Island Packet – Though a proud and hardy bunch, we Vrabels are not, nor have ever been, what anyone could remotely call famous. None of us has ever invented anything important (with the exception of my uncle’s failed attempt to patent his long-in-production Taffy Pants), no one has ever been the king, emir or despotic ruler of anything (although I must say that I ran the Crown Point Hub Pool concession stand in high school with an iron fist), no one has starred in a movie (although I do have a brief cameo in the miserable 1993 comedy “Rookie of the Year” as Baseball Crowd Member #12,064). No, we are an understated and swarthy people, simple folk with simple means and simple goals, except my cousin Kevin, who wants very much to be a pirate.

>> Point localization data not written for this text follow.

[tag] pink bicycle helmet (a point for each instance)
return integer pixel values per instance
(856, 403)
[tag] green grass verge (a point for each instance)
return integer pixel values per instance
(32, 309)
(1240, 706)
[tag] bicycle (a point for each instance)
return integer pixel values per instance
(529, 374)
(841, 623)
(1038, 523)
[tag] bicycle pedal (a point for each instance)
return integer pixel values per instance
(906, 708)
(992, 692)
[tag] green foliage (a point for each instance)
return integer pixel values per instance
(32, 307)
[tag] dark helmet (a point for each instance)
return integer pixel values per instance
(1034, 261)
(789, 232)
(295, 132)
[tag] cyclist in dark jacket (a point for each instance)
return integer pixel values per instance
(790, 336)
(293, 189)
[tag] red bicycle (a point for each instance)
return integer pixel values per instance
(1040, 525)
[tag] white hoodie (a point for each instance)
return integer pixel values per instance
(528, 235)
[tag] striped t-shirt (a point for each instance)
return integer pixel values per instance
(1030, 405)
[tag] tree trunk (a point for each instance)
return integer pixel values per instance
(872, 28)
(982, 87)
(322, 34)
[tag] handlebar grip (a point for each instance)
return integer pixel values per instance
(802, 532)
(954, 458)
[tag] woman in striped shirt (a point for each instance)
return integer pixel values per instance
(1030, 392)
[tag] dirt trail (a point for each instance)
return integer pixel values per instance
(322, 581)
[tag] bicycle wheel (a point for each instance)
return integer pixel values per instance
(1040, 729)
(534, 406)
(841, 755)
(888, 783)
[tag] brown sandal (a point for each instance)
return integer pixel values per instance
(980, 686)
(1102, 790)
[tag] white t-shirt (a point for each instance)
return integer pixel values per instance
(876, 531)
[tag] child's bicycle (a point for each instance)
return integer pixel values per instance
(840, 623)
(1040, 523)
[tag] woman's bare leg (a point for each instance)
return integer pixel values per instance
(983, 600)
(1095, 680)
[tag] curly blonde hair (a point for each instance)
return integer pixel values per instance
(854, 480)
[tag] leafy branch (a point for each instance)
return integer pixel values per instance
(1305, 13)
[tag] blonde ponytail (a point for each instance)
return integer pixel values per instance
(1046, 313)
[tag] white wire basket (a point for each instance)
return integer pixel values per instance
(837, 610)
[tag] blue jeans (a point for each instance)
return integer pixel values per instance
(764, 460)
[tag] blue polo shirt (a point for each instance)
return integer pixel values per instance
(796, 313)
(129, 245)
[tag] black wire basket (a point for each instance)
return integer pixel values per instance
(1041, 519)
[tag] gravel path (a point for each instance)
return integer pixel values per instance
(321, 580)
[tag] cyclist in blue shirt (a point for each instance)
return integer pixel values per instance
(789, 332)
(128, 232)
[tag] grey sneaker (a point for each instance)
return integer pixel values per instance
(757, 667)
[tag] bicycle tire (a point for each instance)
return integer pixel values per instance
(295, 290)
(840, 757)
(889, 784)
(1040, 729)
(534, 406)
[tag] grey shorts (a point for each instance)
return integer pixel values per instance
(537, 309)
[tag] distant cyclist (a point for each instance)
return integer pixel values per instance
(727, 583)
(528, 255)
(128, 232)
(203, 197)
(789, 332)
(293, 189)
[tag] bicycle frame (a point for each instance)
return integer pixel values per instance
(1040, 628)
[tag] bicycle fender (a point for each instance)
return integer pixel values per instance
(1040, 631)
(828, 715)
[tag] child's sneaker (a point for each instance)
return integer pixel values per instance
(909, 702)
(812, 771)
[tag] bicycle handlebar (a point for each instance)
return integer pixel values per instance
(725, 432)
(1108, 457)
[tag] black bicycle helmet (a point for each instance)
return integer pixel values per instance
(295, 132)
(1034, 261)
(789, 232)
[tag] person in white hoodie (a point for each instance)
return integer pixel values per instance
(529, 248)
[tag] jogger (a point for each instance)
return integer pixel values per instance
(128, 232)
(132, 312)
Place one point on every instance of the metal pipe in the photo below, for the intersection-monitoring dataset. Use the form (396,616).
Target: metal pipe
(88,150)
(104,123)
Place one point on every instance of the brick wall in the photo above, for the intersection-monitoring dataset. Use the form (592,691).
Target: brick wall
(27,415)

So imagine our surprise, our thrill, our elementary-schoolgirl glee when we first learned about our collective tangential, fragile and probably fictional connection to Mike Vrabel, linebacker for the Super Bowl-bound New England Patriots, who already owns three Super Bowl rings, who has caught two Super Bowl touchdown passes, who is according to the Elias Sports Bureau the only player to have two touchdown catches and a sack in the same game, and whose inclusion here will dramatically increase this column’s Google hits.
People ask all the time if I’m related to Mike Vrabel, and each time I immediately reply yes, for three reasons:
- My last name is Vrabel, so we’re closer to related than we are not related;
- It sounds cool; and
- Sometimes it gets you a free beer, if you’re in Boston. Also, if I keep saying it enough, I figure there’s at least a small chance he’ll send me a jersey (size Extra Waifish).

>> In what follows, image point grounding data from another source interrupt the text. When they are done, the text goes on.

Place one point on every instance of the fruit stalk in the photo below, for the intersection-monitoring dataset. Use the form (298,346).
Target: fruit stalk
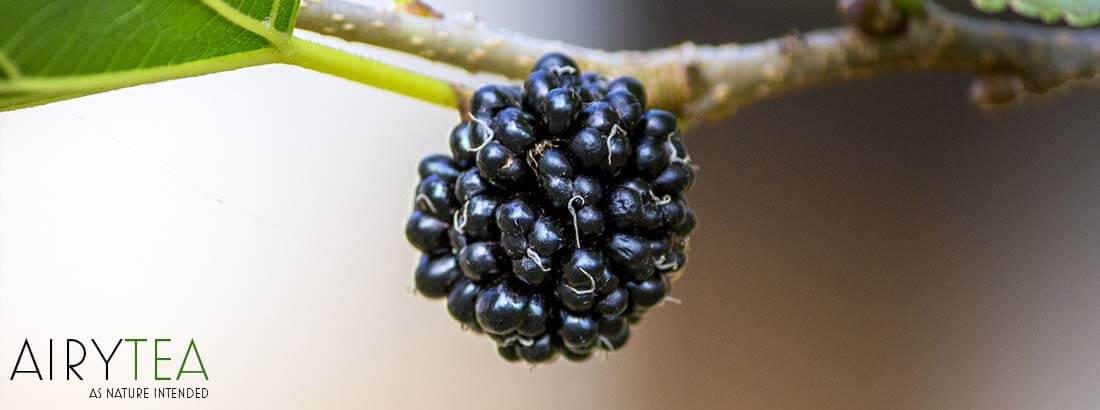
(712,81)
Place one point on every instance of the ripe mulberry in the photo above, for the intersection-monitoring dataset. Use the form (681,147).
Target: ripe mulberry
(559,217)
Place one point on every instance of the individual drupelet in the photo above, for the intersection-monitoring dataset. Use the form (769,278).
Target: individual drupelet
(560,214)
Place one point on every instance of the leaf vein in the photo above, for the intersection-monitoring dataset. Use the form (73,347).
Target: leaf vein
(274,36)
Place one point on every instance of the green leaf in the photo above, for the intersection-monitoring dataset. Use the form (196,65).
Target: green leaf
(1079,13)
(53,50)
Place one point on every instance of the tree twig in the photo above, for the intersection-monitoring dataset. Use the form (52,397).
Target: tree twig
(711,81)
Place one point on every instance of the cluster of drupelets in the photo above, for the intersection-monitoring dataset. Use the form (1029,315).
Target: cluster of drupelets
(559,218)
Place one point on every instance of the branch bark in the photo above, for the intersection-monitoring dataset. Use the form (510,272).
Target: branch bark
(712,81)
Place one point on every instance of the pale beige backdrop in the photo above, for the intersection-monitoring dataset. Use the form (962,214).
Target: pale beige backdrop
(873,245)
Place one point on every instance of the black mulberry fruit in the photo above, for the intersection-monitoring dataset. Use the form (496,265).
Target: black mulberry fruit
(560,215)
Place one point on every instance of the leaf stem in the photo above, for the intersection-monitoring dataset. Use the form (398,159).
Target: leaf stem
(375,74)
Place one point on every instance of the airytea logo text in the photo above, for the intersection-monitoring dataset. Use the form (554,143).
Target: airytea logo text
(162,364)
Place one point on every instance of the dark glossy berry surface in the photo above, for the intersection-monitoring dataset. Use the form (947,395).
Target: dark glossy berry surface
(436,274)
(560,215)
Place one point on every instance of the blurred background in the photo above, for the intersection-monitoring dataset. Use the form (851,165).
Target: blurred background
(877,244)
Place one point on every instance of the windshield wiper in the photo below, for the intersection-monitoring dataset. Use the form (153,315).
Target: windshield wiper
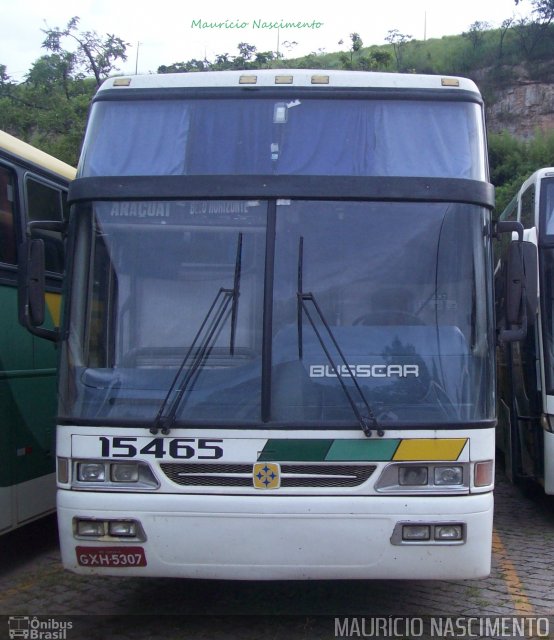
(367,422)
(210,328)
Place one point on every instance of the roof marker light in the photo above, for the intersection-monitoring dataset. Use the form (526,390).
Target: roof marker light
(283,79)
(450,82)
(248,79)
(320,79)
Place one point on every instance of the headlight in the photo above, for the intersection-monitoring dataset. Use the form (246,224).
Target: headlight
(449,476)
(91,472)
(111,475)
(413,476)
(125,472)
(427,477)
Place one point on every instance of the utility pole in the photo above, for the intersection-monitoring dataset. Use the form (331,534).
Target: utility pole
(136,60)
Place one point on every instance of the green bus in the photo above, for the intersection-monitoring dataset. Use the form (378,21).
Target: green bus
(33,187)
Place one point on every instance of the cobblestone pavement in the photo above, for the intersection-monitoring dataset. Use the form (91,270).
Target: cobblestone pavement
(33,583)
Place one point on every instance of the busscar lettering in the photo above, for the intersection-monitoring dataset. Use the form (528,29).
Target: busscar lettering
(365,371)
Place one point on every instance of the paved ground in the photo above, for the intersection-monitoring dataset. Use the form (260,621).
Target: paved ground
(33,583)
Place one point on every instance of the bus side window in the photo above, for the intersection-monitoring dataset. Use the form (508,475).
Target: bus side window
(8,250)
(528,208)
(45,202)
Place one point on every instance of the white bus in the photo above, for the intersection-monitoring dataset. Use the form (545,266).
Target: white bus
(526,369)
(278,346)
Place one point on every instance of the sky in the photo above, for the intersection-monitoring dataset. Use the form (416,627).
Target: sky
(161,32)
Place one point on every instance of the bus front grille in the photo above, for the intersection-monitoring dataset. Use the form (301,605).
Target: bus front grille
(292,475)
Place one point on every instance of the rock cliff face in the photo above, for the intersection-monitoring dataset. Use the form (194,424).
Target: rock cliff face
(523,107)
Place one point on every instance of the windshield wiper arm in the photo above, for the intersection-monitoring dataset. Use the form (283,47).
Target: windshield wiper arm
(210,326)
(367,422)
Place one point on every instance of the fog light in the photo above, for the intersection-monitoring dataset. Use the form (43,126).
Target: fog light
(92,528)
(448,476)
(416,532)
(484,473)
(412,476)
(124,472)
(123,528)
(91,472)
(449,532)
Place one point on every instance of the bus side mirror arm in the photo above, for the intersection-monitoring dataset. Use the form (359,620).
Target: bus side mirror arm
(32,283)
(520,301)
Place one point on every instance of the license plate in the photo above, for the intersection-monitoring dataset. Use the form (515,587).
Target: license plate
(120,557)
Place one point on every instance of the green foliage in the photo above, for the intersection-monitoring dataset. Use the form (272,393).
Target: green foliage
(93,53)
(49,108)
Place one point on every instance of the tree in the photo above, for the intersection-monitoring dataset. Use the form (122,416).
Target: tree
(93,54)
(398,41)
(543,9)
(475,33)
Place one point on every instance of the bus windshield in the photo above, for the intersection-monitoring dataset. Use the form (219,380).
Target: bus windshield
(408,319)
(285,136)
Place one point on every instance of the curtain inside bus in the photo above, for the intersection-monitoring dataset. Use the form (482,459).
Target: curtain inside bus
(295,137)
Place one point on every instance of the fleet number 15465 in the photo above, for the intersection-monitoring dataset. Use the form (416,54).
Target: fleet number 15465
(177,448)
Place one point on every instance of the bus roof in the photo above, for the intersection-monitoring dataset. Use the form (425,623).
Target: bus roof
(291,77)
(34,156)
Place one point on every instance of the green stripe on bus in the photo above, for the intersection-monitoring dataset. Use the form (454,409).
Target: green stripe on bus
(377,450)
(328,450)
(295,450)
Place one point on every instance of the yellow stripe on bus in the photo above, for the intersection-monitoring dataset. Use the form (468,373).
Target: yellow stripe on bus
(430,449)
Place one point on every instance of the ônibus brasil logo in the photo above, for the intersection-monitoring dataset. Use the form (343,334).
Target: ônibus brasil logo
(33,628)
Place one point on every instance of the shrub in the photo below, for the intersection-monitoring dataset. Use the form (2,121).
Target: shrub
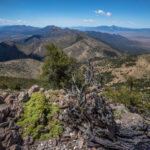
(57,69)
(16,83)
(131,99)
(40,114)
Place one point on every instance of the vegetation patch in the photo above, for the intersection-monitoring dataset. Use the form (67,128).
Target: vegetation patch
(39,118)
(134,100)
(16,83)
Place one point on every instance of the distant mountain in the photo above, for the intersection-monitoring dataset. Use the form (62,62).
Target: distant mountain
(29,42)
(142,36)
(119,42)
(73,42)
(16,32)
(113,29)
(9,51)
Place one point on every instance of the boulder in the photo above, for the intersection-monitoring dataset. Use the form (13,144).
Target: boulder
(4,111)
(15,147)
(1,146)
(10,99)
(2,134)
(12,138)
(5,94)
(33,89)
(23,97)
(28,140)
(1,100)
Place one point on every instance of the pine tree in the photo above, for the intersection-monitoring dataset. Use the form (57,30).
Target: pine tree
(57,68)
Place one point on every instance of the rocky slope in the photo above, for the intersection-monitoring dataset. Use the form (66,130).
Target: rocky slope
(130,132)
(26,68)
(75,43)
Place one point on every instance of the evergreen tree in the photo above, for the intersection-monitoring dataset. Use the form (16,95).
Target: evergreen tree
(57,69)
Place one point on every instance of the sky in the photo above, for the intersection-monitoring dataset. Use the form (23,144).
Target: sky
(68,13)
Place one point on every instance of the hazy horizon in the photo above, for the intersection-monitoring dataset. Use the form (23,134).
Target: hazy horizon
(66,13)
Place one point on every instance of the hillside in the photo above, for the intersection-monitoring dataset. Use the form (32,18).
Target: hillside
(21,68)
(117,68)
(75,43)
(141,35)
(119,42)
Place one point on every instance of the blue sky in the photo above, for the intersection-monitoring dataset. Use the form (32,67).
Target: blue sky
(126,13)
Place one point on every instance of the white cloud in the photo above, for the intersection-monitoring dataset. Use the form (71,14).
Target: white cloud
(108,14)
(11,22)
(88,20)
(101,12)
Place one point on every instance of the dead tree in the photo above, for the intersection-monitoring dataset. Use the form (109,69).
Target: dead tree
(91,115)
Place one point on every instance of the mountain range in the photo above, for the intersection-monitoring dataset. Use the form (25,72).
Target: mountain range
(29,42)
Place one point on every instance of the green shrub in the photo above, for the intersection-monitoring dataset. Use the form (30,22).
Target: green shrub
(39,114)
(132,99)
(57,69)
(16,83)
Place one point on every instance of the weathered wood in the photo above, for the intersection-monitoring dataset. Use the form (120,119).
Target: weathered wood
(92,116)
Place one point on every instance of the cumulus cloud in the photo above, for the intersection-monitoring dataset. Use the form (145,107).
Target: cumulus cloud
(11,22)
(101,12)
(88,20)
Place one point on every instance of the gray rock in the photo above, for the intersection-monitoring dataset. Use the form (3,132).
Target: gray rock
(15,147)
(1,100)
(33,89)
(5,94)
(23,97)
(4,111)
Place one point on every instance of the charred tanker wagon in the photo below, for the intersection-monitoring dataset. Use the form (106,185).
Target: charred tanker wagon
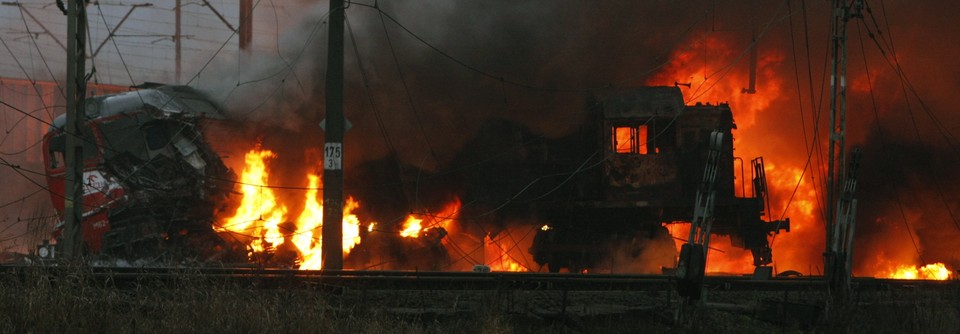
(637,166)
(150,180)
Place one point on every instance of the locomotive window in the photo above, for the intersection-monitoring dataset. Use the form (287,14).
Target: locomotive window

But in reality, I have no idea if we have the slightest bit to do with each other, other than the fact that he looks a little bit like my brother, if my brother were to put on 300 lbs. of sheer muscle mass and become extremely rich. But there’s no concrete evidence that I know of, which, of course, does nothing to stop me from routinely referring to Mike as my cousin, brother and sometimes father, depending on the crowd around me and how much beer I’ve consumed.

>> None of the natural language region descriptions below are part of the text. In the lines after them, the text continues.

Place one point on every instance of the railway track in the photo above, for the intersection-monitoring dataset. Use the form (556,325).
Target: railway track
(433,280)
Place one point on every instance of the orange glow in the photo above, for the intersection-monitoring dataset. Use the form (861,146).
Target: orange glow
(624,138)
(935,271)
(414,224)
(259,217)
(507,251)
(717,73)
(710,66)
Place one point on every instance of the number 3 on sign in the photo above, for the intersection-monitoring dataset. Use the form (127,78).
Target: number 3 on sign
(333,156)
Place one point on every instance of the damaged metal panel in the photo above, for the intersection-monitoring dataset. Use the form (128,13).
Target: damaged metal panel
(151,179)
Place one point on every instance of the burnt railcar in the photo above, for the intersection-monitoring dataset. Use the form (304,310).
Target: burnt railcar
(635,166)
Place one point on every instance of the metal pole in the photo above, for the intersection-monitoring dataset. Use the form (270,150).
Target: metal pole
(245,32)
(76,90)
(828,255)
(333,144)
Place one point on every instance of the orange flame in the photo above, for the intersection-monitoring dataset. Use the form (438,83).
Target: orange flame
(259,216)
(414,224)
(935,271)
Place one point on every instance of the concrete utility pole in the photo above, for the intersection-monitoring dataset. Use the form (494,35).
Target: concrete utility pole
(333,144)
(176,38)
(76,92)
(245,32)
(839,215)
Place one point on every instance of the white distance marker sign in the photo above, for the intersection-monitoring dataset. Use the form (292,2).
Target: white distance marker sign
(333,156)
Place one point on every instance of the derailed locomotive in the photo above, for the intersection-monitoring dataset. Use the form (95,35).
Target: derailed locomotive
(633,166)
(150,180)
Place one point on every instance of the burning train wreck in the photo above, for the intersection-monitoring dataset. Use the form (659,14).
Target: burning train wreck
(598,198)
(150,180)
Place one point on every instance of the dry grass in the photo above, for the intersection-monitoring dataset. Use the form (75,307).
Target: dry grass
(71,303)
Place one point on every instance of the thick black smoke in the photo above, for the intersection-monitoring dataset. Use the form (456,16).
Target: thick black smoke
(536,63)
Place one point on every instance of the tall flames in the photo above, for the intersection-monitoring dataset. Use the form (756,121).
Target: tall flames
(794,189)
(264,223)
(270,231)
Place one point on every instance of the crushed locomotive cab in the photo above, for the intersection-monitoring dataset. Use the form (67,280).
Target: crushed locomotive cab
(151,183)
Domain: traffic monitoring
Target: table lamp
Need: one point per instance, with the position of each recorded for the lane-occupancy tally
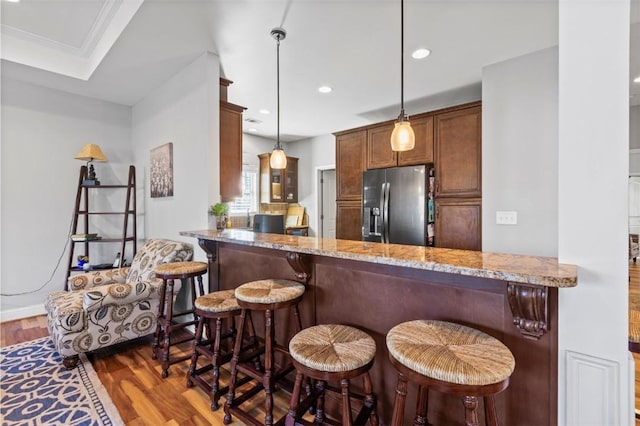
(88, 153)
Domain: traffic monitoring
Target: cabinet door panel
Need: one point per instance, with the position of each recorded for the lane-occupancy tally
(422, 153)
(458, 224)
(230, 151)
(458, 153)
(349, 220)
(379, 153)
(350, 150)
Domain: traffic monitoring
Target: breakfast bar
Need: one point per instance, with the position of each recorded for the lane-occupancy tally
(376, 286)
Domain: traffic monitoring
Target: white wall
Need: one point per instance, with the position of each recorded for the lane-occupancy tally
(312, 153)
(634, 127)
(42, 130)
(520, 153)
(595, 375)
(184, 111)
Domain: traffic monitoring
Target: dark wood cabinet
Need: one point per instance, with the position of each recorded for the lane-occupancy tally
(458, 158)
(349, 220)
(422, 153)
(451, 139)
(278, 185)
(458, 223)
(350, 162)
(380, 155)
(230, 146)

Now before you judge me for what admittedly amounts to a series of bald-faced lies, let me argue that for a red-blooded American male without any athletic skill that doesn’t involve Tetris, whose name is an ungodly gumbo of Eastern European consonants that apparently translates roughly into the extremely twerpy-sounding “little bird,” there are few thrills more thrilling, even if they have nothing to do with you, than hearing the words “Touchdown, Vrabel!” in the Super Bowl. It’s crazy, and the sheer, unrelenting joy of it the first time caused me literally to leap out of my seat and pump both fists in the air, causing all manner of chaos in the traffic behind me.
Besides, Mike has done great things for our family. Sure, our name still puts you in the back of the class alphabetically, as well as sounds like the sound you’d make if you were trying to consume a Yo-Yo without chewing it, but now, we no longer have to take 12 minutes spelling our names over the phone if the person on the other line is a football fan (“No, V as in VICTOR, R, A … no, no, V … VICTOR …” – seriously, at this point I’ve started a collection of Sea Pines passes that spell my name with Bs, Ds and Qs).
But mostly, he’s allowed me to get behind a winning sports team, which, having grown up as a Cubs fan for some reason, is no small favor. And the name recognition alone will make it much easier for Uncle Jim to get his taffy pants funding.